Pauvres pécheurs! Ils sont maudits de Dieu, maudits des anges, maudits des saints, et même sur la terre ils sont à toute heure maudits des prêtres et des religieux, lesquels en récitant l'office divin profèrent contre eux cette malédiction: « Maudits soient ceux qui s'écartent de la voie de vos commandements » (Psaume 118, 21). Ce n'est pas tout; la disgrâce de Dieu entraîne la perte de tous les mérites. Un homme aura acquis autant de richesses spirituelles qu'un saint Paul ermite durant ses quatre-vingt-dix-huit ans passés dans une grotte, autant qu'un saint François-Xavier, lequel eut le bonheur de gagner à Dieu dix millions d'âmes, autant qu'un saint Paul, dont les mérites, au dire de saint Jérôme, dépassèrent ceux de tous les autres Apôtres, si cet homme commet un seul péché mortel, il perd tout. « Toutes les oeuvres de justice qu'il a faites seront oubliées » (Ezéchiel 18, 24). Telle est la ruine que produit la perte de la grâce. On était l'enfant de Dieu et on est plus qu'un esclave de Lucifer; d'ami cher au coeur de Dieu, on devient son ennemi, un ennemi souverainement odieux; au lieu d'être un héritier du paradis, on n'est plus qu'un condamné à l'enfer. Saint François de Sales disait que si les anges pouvaient pleurer, ils se mettraient certainement à verser des larmes de compassion sur la misère d'une âme qui commet un péché mortel et qui perd la grâce de Dieu.

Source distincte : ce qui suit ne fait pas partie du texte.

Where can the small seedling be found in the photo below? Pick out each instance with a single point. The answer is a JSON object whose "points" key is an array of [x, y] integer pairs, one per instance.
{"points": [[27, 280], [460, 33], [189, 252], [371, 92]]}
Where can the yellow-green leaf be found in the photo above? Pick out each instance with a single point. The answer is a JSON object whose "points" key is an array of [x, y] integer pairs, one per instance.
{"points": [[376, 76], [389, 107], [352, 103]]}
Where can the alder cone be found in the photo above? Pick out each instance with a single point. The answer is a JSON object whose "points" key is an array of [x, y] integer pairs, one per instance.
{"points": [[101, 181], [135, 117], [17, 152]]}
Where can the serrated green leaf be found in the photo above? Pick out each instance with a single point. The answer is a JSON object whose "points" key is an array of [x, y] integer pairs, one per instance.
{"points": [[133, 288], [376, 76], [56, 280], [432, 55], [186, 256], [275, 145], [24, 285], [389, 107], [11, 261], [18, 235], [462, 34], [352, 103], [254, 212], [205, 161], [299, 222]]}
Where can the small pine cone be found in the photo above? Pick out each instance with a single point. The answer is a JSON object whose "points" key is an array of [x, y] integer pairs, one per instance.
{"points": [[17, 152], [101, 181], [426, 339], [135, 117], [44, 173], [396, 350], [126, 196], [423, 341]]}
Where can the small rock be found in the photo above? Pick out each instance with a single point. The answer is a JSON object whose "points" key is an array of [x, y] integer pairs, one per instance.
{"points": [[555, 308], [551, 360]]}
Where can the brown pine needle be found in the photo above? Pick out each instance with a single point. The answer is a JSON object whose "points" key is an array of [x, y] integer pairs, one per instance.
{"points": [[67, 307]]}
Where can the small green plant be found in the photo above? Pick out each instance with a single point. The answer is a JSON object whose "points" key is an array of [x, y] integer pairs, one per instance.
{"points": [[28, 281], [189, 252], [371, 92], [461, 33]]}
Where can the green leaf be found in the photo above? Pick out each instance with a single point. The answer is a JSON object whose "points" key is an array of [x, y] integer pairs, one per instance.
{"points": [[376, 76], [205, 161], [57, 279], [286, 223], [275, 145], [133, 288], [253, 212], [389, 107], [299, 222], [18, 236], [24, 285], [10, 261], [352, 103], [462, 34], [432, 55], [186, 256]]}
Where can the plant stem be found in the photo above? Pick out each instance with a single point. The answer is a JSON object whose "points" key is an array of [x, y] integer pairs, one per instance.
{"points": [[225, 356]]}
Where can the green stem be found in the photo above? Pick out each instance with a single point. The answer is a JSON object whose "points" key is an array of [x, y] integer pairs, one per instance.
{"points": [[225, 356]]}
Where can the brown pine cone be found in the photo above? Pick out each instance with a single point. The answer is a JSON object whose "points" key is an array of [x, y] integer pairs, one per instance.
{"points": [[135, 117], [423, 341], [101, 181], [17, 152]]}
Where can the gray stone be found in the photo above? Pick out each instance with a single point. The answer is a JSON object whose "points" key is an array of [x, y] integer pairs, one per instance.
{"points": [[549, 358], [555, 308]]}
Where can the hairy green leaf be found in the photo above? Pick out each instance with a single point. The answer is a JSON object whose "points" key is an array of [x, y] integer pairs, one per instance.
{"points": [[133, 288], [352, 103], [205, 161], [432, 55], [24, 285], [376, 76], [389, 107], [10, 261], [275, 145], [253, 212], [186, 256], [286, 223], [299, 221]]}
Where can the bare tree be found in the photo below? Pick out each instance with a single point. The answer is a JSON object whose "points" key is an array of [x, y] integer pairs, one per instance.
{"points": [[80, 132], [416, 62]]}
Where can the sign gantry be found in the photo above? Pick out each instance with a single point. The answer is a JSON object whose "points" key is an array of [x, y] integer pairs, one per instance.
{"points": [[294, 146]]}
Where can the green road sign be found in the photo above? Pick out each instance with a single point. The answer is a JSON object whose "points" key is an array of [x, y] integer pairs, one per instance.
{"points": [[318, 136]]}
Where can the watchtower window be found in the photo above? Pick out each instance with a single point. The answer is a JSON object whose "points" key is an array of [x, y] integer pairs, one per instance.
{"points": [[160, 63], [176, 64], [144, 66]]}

Mais le comble de la misère, c'est que les anges pleureraient s'ils le pouvaient, tandis que le pécheur lui ne pleure pas. Pour un misérable animal, une brebis que l'on perd, dit saint Augustin, on n'a plus ni appétit ni sommeil et on verse des larmes; vient-on à perdre la grâce de Dieu, on mange, on dort, on ne verse pas une seule larme.